A study on mechanical properties of a polymer composite based on areca nut fiber

Abstract

Plant-based raw food items such as fruits and vegetables are damaged during storage and transportation due to high temperatures, water vapours, mechanical shocks and vibrations, microorganisms, etc. This study is aimed at developing a packaging material using areca nut fibers and Chemifix as an effective substitute for available packaging materials. The areca nut husks were used to extract the fibers. The fibers were extracted by the retting process, and the extracted fibers were subjected to alkali treatment. The samples were made by combining Chemifix with areca nut fibers in various ratios to obtain 0% wt, 9% wt, 11% wt, 14% wt, 20% wt, 25% wt, and 30% wt fiber content in the prepared composite samples.
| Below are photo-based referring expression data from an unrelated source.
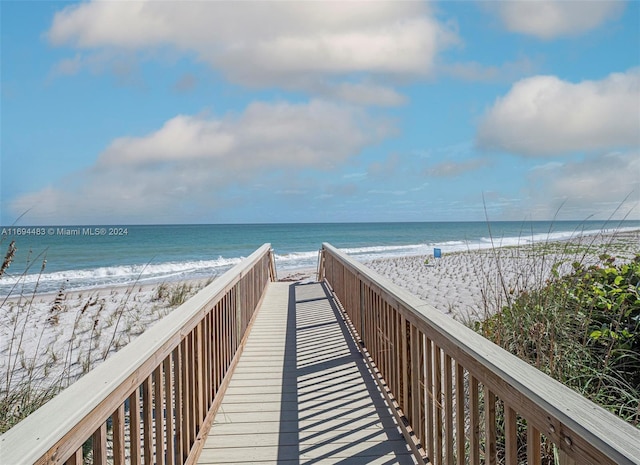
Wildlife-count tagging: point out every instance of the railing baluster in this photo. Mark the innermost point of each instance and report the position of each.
(474, 416)
(169, 412)
(76, 458)
(158, 408)
(186, 408)
(147, 420)
(429, 390)
(99, 445)
(118, 436)
(134, 426)
(437, 402)
(460, 415)
(534, 455)
(177, 403)
(168, 376)
(448, 413)
(490, 449)
(511, 435)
A pure Chemifix sheet and commercially available cardboard, gypsum, and medium-density fiberboard (MDF) were used as reference materials. The prepared composite samples’ density, thermal conductivity, water absorption, Young’s modulus, tensile strength, and elongation were measured and compared with those of the reference samples. The density and thermal conductivity of the composite samples with 20%, 25%, and 30% areca nut fiber weight percentages ranged from 350 to 700 kg m-3 and 0.2 to 0.3 W m-1 K-1, respectively. The density and thermal conductivity of the reference samples (0% wt) were 1372 kg m-3 and 0.78 W m-1 K-1 respectively. 9% wt and 11% wt fiber containing composite samples showed high resistance to water absorption. The other four composite samples absorbed more water than 100% of the sample mass. However, a low water absorption rate was present in all composite samples than in the commercial samples tested in this study except gypsum board. Young’s modulus and breaking point of samples with 20% wt, 25% wt and 30% wt were in order of 108 N m-2 and 107 N m-2 respectively. The elongation of the samples decreased with the increasing fiber content. The reference sample (0% wt) had an elongation exceeding 100%. This study reveals that the prepared composite samples with a moderate fiber content (20%) show promising properties suitable for the storage and transportation of raw plant products.